Journalist Bob Stanley remarked that "the late 1960s are never entirely out of fashion, they just need a fresh angle to make them de jour". Thus, the features of hippie fashion re-emerged at various stages during the ensuing forty years.
In the mid-to-late 1980s, variants of the short and fundamentally un-Bohemian rah-rah skirt (which originated with cheerleaders) were combined with leather or denim to create a look with some Bohemian or even gothic features (for example, by the singing duo Strawberry Switchblade who took inspiration from 1970s punk fashion). In the 1990s the term, "hippie chic", was applied to Tom Ford’s collections for the Italian house of Gucci. These drew on, among other influences, the style, popular in retrospect, of Talitha Getty (died 1971), actress wife of John Paul Getty and step-granddaughter of Dorelia McNeil, who was represented most famously in a photograph of her and her husband taken by Patrick Lichfield in Marrakesh, Morocco in 1969. Recalling the influx of hippies into Marrakesh in 1968, Richard Neville, then editor of Oz, wrote that "the dapper drifters in embroidered skirts and cowboy boots were so delighted by the bright satin '50s underwear favored by the matrons of Marrakesh that they wore them outside their denims à la Madonna [the singer] twenty-five years later".
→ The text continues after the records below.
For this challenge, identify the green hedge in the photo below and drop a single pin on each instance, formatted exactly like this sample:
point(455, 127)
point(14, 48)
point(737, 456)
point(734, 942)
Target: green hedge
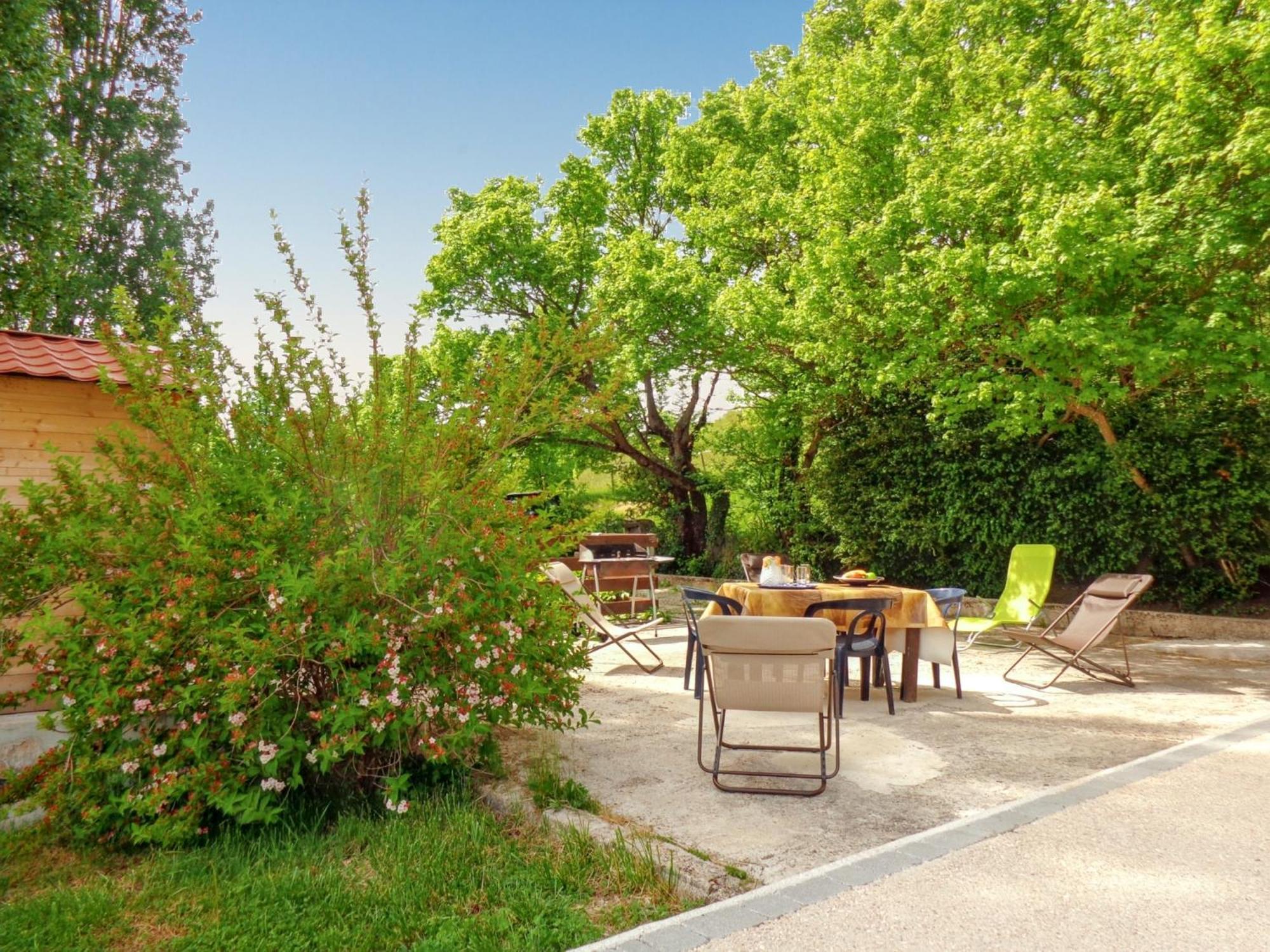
point(944, 508)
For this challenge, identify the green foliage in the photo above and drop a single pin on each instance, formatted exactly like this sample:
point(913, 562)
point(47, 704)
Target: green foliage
point(91, 186)
point(598, 252)
point(446, 876)
point(943, 507)
point(294, 583)
point(1018, 219)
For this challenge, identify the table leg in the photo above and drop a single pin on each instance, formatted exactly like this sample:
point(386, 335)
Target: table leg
point(909, 677)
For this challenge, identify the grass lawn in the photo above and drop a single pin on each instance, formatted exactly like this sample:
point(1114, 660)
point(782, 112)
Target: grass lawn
point(449, 875)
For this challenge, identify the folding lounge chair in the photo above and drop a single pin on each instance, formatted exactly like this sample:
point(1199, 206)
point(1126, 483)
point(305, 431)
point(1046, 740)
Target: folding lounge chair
point(1023, 597)
point(758, 663)
point(591, 615)
point(1098, 610)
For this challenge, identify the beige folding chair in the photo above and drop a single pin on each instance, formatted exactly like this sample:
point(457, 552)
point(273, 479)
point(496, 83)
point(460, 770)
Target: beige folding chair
point(592, 616)
point(758, 663)
point(1098, 610)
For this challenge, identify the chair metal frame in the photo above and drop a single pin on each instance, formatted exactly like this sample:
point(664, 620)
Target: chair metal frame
point(1075, 658)
point(592, 616)
point(728, 606)
point(826, 741)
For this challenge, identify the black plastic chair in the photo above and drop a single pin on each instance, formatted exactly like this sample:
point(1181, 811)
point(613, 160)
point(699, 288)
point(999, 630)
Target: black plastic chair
point(949, 602)
point(868, 644)
point(728, 606)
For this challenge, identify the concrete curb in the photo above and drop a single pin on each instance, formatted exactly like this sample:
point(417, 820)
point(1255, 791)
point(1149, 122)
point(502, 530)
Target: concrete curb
point(700, 926)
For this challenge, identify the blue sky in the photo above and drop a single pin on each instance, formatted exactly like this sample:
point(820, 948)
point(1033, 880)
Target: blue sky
point(294, 105)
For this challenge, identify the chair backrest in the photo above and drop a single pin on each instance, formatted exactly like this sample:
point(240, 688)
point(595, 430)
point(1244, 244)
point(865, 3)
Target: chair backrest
point(760, 663)
point(590, 612)
point(752, 564)
point(1100, 606)
point(728, 606)
point(1032, 568)
point(948, 601)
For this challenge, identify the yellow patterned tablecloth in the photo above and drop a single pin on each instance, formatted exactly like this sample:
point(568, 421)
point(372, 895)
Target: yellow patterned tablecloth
point(912, 609)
In the early 21st century, "boho-chic" was associated initially with supermodel Kate Moss and then, as a highly popular style in 2004-5, with actress Sienna Miller. In America similar styles were sometimes referred to as "bobo-" or "ashcan chic", or "luxe grunge", their leading proponents including actresses Mary-Kate Olsen and Zooey Deschanel. As if to illustrate the cyclical nature of fashion, by the end of the noughties strong pre-Raphaelite traits were notable in, among others, singer Florence Welch, model Karen Elson and designer Anna Sui.
In Germany, terms like Bionade-Bourgeoisie, Bionade-Biedermeier or Biohème refer to former Bohemians that gained a sort of Cultural hegemony with their LOHA lifestyle. The phenomen of such former (young) bohemians becoming establishment during the years is a typical aspect of gentrification processes. A Bon mot of Michael Rutschky claims that end of the 20th century, ''not the Proletariat, but the Bohème became the ruling class''. The group in question uses especially food as means of distinction and separation.